Un constat qui ne va pas s’améliorer, le côté racoleur allant crescendo à mesure que l’on avance dans les épisodes. C’est bien simple, on en vient presque à se demander si on est devant un épisode spécial Halloween de la série South Park ! L’ajout incessant de nouveaux personnages, de nouveaux monstres, ou de nouveaux zombies illustre d’ailleurs bien la difficulté de Ciencin à raconter une véritable histoire, un comble pour une saga dont les scénarios recherchés constituent la marque de fabrique ! Même les détracteurs de « Silent Hill Homecoming » ne peuvent pas nier une recherche scénaristique qui dépasse de loin le simple copier/coller, notamment grâce à la profusion de fins qui apportent toute une vision unique du récit. « Dying Inside » ne repose sur pas grand-chose à part une ambiance graphique très sympathique et une cascade d’expressions ordurières.
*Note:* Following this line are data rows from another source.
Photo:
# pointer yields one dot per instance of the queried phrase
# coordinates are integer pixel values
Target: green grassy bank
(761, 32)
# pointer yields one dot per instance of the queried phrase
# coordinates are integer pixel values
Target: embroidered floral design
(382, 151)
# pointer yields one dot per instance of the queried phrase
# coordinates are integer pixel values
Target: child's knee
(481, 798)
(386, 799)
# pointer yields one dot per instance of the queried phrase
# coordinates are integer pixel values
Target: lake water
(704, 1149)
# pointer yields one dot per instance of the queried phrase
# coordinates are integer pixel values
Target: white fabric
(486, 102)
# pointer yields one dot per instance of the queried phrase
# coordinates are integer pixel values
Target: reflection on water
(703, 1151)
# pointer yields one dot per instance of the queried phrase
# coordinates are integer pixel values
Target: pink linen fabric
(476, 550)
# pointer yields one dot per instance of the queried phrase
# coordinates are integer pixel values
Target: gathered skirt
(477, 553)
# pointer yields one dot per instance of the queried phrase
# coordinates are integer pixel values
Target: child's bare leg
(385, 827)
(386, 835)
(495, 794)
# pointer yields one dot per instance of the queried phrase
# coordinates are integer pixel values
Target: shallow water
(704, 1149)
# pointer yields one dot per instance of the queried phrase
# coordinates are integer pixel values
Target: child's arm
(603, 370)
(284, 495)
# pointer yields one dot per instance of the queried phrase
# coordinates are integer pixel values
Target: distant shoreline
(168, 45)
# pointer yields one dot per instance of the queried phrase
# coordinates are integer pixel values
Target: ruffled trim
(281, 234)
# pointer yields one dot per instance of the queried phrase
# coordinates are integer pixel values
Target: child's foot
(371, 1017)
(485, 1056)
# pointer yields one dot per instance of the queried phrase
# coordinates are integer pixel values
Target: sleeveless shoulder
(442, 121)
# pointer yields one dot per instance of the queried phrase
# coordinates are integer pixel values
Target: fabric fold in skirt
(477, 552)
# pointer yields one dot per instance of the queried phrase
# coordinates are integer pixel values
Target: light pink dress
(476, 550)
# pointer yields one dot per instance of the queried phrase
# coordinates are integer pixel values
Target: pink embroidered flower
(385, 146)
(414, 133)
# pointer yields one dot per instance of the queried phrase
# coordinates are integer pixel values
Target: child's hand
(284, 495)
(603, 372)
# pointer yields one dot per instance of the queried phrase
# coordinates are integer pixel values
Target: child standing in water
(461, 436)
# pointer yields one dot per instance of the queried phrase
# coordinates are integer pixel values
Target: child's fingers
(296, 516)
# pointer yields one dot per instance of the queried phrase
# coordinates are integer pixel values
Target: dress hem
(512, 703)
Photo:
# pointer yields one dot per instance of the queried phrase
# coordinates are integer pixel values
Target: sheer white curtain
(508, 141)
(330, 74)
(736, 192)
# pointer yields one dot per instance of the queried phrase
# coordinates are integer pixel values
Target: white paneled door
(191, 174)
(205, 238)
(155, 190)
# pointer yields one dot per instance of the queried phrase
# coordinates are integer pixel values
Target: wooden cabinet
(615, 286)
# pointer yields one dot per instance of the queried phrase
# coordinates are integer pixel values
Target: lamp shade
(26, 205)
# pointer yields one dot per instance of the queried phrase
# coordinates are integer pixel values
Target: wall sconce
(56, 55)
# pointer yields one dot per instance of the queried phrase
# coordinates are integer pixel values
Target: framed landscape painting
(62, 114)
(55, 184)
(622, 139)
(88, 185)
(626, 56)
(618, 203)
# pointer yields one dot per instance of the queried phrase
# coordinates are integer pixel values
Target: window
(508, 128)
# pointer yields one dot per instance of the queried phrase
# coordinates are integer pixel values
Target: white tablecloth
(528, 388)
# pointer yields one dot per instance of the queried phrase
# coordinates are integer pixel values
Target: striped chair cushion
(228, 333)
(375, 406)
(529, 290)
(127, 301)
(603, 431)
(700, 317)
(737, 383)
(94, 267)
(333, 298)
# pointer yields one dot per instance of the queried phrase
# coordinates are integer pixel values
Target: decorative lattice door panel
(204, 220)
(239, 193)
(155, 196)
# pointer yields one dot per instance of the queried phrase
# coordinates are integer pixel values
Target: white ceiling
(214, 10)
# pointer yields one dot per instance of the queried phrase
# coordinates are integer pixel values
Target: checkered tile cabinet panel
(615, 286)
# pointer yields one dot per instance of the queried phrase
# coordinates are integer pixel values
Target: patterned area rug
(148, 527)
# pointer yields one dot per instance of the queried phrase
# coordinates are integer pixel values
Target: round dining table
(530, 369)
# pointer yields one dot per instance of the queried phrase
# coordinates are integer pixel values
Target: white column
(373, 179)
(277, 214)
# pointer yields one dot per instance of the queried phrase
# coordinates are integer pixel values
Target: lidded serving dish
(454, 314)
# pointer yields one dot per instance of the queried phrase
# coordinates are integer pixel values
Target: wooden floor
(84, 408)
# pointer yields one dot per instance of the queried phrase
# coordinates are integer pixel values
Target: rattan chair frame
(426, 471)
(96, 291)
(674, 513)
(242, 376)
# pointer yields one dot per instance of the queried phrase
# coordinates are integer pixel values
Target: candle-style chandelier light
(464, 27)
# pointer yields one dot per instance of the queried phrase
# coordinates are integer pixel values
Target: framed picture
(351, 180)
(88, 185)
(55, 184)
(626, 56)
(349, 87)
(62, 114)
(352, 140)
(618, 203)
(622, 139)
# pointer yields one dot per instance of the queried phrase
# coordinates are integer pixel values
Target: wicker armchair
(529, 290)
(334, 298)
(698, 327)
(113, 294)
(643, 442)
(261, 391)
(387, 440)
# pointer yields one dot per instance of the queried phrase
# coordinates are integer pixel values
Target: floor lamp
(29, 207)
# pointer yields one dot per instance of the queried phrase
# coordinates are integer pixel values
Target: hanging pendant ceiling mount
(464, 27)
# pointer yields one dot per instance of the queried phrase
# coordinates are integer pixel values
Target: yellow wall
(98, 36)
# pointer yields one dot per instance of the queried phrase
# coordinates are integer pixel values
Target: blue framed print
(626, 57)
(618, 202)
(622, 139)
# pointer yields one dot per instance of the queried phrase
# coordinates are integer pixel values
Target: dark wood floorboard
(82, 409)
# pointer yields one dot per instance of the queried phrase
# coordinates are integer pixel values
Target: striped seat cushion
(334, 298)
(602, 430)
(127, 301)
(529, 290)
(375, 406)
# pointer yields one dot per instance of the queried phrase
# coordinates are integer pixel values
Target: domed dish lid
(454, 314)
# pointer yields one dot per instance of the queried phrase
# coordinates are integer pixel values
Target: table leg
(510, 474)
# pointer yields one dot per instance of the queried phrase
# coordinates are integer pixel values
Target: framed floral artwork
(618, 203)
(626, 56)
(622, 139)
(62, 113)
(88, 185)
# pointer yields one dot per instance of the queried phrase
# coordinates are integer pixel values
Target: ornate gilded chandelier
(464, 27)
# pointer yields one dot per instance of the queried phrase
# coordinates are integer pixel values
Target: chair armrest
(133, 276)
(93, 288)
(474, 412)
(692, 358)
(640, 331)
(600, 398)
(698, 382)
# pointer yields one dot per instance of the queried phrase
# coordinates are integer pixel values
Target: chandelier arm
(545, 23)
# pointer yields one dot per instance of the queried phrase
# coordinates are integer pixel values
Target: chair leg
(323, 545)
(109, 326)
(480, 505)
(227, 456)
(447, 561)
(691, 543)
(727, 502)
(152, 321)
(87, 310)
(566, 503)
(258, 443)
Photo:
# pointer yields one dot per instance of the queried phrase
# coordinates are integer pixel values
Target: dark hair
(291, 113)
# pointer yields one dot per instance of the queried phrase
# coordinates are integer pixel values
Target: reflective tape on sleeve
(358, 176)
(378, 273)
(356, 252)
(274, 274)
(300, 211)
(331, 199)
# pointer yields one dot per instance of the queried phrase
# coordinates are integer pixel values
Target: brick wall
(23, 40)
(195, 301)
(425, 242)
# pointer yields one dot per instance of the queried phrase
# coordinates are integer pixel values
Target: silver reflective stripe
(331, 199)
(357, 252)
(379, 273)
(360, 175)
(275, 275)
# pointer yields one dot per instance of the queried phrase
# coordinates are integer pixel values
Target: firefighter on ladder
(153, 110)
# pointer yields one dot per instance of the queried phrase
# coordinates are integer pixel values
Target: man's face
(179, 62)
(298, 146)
Comme les derniers épisodes vont être de plus en plus difficiles à suivre sur le plan visuel, c’est finalement l’ennui qui nous gagne quand la conclusion s’abat sur nous.
Non dénué de bonnes idées, tant sur le plan visuel que scénaristique, « Dying Inside » est une première expérience plus proche du brouillon que de l’œuvre aboutie, à cause d’un côté brouillon qui peut agacer. On a bien sûr plaisir à retourner dans la petite ville, mais il ne s’agit pas de l’incursion la plus réussie.